The Merriam-Webster Dictionary draws a distinction between the two. For example, it defines an epidemic as “an outbreak of disease that spreads quickly and affects many individuals at the same time.” A pandemic, however, is defined as an epidemic spread across a country or other large landmass that “affects an exceptionally high proportion of the population.” Noting that the Greek prefix pan- means “all,” the Word Health Organization defines a “pandemic” as “a worldwide spread of a new disease.”
THE FORCE MAJEURE CLAUSE AND SPORTS
The sports shutdown has had a ripple effect across the industry, touching television and radio networks, fantasy sports, sports betting, sponsors, advertisers, leagues, teams, spectators and, of course, athletes. However, the force majeure can save money and avoid liabilities due to the COVID-19 emergency. It can be applied in a variety of contexts, excusing payment for ads not run, games not played or aired, and events that are postponed or cancelled altogether, provided that the language is clearly set forth in a contract and specifies a force majeure event excusing performance.
As sophisticated business entities, leagues and teams are no strangers to force majeure clauses in contracts covering media, sponsorship, and advertising. The National Basketball Association, in particular, has been in the news because of the force majeure clause in its collective bargaining agreement at Article XXXIX. That force majeure clause purportedly allows the NBA to terminate the CBA (although it seems unlikely the NBA would take such a step for obvious reasons, including the potential wrath of the antitrust laws) and to reduce the teams’ contractual obligations to players for the games cancelled due to a force majeure event.

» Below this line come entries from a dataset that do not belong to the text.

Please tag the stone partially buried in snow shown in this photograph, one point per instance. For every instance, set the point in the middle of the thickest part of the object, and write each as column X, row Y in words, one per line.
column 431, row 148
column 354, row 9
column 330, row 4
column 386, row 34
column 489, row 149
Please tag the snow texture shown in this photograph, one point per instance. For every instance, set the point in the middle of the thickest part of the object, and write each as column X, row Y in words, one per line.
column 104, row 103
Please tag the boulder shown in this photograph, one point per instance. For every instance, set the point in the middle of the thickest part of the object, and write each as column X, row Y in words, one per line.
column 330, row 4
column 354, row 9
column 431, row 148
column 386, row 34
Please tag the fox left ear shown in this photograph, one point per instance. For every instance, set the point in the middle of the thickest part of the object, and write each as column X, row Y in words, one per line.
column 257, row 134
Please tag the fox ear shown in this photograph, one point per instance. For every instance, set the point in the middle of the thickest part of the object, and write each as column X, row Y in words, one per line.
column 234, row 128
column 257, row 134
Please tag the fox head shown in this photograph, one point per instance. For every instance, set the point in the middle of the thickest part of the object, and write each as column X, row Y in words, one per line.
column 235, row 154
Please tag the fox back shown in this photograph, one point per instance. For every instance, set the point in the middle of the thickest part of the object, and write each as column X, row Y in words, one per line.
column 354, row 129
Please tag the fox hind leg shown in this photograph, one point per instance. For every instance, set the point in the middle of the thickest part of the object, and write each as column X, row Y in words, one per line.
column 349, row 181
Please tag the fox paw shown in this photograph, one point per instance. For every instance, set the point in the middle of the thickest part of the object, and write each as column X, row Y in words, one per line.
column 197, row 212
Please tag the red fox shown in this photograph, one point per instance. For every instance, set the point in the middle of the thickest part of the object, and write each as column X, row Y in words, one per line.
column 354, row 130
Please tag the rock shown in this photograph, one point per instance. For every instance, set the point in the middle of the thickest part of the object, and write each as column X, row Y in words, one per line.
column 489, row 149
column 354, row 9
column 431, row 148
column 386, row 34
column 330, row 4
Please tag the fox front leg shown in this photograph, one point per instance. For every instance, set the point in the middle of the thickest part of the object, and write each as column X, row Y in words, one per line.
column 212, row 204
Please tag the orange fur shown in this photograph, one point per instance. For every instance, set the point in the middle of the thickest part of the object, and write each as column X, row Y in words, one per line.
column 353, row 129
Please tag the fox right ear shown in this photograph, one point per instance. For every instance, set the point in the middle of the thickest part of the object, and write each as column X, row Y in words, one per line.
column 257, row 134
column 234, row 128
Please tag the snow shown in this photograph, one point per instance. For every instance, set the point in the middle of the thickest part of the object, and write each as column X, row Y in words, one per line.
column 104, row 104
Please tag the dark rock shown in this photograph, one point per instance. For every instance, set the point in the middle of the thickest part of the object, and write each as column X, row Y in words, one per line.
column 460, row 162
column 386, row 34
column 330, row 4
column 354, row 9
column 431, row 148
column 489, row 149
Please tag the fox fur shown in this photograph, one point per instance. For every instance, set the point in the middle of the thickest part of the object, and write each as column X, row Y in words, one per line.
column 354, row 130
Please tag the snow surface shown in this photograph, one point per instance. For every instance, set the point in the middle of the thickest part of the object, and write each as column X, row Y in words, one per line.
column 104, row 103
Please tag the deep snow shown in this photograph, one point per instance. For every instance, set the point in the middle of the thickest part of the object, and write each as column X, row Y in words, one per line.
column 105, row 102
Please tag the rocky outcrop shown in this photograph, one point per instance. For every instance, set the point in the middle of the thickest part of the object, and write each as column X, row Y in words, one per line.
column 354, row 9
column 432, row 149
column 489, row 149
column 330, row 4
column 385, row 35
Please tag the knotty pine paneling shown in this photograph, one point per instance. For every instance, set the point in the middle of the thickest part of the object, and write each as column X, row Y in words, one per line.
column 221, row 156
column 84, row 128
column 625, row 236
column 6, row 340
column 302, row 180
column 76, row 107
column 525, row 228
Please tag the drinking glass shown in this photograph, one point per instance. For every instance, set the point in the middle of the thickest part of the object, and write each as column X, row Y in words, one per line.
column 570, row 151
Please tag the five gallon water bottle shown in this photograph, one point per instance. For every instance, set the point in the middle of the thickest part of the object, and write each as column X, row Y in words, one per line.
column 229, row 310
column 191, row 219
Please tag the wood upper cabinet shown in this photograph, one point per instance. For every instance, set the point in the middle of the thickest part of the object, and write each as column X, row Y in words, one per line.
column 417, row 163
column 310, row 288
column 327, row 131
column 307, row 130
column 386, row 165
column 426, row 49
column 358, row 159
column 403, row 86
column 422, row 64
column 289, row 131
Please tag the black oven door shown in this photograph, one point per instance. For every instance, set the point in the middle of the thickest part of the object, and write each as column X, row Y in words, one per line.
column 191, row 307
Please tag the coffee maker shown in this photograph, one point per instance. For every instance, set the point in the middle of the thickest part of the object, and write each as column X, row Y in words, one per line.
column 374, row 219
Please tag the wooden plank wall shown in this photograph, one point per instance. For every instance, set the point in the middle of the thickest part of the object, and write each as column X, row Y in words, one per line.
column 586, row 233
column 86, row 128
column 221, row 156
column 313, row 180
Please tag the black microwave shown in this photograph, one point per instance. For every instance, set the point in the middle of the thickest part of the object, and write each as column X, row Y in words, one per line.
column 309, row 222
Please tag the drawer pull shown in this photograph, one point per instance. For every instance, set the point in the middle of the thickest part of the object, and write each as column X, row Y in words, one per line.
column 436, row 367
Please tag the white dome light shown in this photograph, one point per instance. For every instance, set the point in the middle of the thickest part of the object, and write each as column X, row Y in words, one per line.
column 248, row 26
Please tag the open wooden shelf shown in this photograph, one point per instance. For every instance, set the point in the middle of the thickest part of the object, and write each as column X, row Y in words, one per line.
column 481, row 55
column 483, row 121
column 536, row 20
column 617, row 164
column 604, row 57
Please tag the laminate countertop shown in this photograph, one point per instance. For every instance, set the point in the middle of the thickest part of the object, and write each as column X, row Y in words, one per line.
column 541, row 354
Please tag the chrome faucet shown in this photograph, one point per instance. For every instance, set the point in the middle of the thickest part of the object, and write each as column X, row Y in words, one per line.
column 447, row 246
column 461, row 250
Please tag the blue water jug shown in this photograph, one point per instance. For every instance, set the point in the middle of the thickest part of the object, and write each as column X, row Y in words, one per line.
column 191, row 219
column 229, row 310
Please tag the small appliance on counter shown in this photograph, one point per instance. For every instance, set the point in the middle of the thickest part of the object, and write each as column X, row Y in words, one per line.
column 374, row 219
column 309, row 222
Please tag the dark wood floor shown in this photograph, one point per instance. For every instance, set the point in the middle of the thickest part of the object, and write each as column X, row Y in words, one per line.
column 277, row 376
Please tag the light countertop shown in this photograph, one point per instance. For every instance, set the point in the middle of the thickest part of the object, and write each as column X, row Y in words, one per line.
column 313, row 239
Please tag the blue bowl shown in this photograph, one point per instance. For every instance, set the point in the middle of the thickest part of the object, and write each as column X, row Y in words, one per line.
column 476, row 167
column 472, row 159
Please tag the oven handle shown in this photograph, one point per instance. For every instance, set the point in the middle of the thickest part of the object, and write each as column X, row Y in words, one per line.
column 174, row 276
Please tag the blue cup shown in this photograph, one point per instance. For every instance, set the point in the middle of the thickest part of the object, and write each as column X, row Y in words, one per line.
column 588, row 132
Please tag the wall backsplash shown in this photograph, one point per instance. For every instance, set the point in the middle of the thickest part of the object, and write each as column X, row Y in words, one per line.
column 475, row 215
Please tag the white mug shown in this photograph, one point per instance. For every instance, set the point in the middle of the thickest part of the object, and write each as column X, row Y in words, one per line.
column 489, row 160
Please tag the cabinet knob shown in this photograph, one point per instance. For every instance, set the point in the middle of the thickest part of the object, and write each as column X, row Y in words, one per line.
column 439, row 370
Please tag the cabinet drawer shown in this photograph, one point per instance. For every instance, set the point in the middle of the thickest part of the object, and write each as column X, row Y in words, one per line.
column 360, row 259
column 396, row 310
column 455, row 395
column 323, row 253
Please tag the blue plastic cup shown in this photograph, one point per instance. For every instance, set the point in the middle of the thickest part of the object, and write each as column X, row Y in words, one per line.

Looking at the specified force majeure events in the CBA, the NBA seems prescient in comparison to the other leagues because an “epidemic” is specifically referenced as a force majeure event. Should the NBA (reportedly the only league that referenced an “epidemic” as a force majeure event) invoke the force majeure clause, it will need to balance the effect of doing so, the costs saved, along with the potential for litigation. Depending on its calculation of these factors, it may not decide to invoke the force majeure clause, but it has already given the sports industry (and others) a lesson in contract drafting.
FORCE MAJEURE LESSONS LEARNED FROM SPORTS
- A force majeure clause must be in a contract and it should be drafted by legal counsel. A well-drafted clause can make all the difference in a contractual dispute and can avoid litigation. This is where lawyers who negotiate and draft contracts earn their keep;
- Consider whether a specific or a broad force majeure clause is warranted (also, see Lesson Number 1). If it is drafted with specific terms, a court will probably stick to the specific terms and not read the clause more broadly. Consider inserting a catchall clause excusing non-performance for other reasons that were not specifically enumerated, but are beyond the parties’ control, and excuse a failure to perform;
- Read the entire contract as a holistic document. The force majeure clause should be read in concert with other terms and clauses, such as notice requirements, choice of law requirements, and an alternative dispute resolution agreement. In the NBA example cited above, the Article containing the force majeure clause also requires both sides to engage in good-faith negotiations after the league advises the union of its intention to invoke the force majeure clause; and
- Take another lesson from the NBA and the post-COVID-19 legal landscape: consider inserting both “pandemic” and “epidemic” as potential unforeseeable events that can trigger the protection of a force majeure
Carla Varriale-Barker is a shareholder in the New York office of Segal McCambridge Singer & Mahoney, Ltd. and the chair of the firm’s Sports, Recreation and Entertainment practice group. She teaches Sports Law and Ethics at Columbia University’s Sports Management Program.